Notion's API evolves, especially around databases and data sources. A representation-heavy CLI like this has more surface area to keep aligned.
The code does some rollback-related work, but it is easy for docs to accidentally sound stronger than the implementation.
The benchmark tells you something useful, but only within a local, prompt-injected, interface-comparison setting. It is not a universal judgment on all forms of MCP.
notion-agent-cli/
├── .claude-plugin/
│ └── plugin.json
├── hooks/
│ ├── hooks.json
│ └── check-setup.sh
├── scripts/
│ ├── actions.mjs
│ ├── setup.mjs
│ └── notion/
│ ├── index.mjs
│ ├── converters/
│ ├── helpers/
│ ├── actions/
│ └── cli/
├── skills/
│ └── notion-agent-cli/
│ ├── SKILL.md
│ └── references/
├── benchmark/
│ ├── run.py
│ ├── fixture-reset.mjs
│ ├── validate-session.mjs
│ ├── analyze-behavior.mjs
│ ├── parse-sessions.mjs
│ ├── analysis.ipynb
│ └── BENCHMARK.md
├── tests/
│ ├── property/
│ └── unit/
├── README.md
├── ARCHITECTURE.md
└── EVALUATION.md
The right way to read this repository is not "a complete Notion platform" and not "an anti-MCP manifesto."

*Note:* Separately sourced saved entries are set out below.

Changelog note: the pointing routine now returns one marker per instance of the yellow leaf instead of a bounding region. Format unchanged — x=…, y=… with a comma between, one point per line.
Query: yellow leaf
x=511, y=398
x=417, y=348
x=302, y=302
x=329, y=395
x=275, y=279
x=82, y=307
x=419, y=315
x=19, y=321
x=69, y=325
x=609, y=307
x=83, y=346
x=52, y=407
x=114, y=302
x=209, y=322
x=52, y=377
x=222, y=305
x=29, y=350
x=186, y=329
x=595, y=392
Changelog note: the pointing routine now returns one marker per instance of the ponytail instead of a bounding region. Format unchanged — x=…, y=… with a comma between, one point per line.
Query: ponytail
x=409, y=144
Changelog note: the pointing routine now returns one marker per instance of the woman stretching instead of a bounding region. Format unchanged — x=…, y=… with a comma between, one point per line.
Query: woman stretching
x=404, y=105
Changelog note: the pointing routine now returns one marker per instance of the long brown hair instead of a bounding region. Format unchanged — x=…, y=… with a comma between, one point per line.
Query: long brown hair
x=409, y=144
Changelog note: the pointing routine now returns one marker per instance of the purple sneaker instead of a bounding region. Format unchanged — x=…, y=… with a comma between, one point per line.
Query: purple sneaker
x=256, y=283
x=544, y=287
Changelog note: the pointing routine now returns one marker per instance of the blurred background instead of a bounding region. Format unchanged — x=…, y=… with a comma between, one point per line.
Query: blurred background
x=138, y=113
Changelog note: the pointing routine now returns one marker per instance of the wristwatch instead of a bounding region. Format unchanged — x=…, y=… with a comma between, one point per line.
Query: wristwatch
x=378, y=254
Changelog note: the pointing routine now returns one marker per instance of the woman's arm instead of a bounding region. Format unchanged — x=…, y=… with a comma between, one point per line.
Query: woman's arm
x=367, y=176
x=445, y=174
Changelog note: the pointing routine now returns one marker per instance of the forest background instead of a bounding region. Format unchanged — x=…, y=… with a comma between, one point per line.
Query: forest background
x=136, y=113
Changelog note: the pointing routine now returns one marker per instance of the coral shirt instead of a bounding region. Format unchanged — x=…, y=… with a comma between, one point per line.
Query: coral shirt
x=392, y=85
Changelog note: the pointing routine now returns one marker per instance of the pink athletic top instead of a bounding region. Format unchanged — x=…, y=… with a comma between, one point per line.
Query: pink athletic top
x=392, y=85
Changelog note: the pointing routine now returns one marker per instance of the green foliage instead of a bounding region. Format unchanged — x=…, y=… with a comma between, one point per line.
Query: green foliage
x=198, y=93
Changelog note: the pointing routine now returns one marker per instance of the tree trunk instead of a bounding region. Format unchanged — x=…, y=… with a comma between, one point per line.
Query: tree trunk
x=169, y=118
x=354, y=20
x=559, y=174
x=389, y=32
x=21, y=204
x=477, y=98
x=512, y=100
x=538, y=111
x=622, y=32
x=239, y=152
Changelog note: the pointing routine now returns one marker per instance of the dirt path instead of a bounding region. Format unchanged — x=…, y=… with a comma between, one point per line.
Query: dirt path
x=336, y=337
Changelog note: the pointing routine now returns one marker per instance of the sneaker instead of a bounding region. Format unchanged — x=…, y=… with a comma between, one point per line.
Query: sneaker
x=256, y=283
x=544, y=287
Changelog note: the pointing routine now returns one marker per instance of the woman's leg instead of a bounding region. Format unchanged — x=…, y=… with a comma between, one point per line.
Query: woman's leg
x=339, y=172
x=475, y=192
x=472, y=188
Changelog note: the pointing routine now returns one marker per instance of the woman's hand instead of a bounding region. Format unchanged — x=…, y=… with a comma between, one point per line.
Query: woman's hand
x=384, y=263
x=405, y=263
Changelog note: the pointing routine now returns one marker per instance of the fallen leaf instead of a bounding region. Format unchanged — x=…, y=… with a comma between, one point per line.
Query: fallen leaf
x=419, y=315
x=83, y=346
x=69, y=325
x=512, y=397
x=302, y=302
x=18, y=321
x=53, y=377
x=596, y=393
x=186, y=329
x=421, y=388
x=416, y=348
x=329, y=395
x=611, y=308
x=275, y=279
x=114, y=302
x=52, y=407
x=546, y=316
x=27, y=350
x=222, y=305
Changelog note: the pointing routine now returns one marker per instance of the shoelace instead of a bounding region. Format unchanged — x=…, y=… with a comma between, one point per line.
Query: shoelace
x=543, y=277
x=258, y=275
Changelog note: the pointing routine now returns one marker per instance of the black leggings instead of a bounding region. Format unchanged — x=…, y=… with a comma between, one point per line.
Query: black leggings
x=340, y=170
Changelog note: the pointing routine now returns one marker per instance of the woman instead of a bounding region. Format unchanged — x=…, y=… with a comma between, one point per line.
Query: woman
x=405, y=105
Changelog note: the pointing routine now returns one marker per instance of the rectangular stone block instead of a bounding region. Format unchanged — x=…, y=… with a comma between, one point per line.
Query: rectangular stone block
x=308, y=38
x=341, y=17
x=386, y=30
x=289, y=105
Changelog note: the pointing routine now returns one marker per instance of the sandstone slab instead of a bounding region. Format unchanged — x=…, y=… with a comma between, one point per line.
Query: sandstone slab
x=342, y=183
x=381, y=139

It is a focused interface experiment with a usable implementation behind it:
- markdown as the agent-facing representation
- task-level actions instead of endpoint-level primitives
- code absorbing API friction that the model should not have to reason about
That makes the architecture narrower than a general integration layer, but also more coherent. The repository works best when it stays honest about that.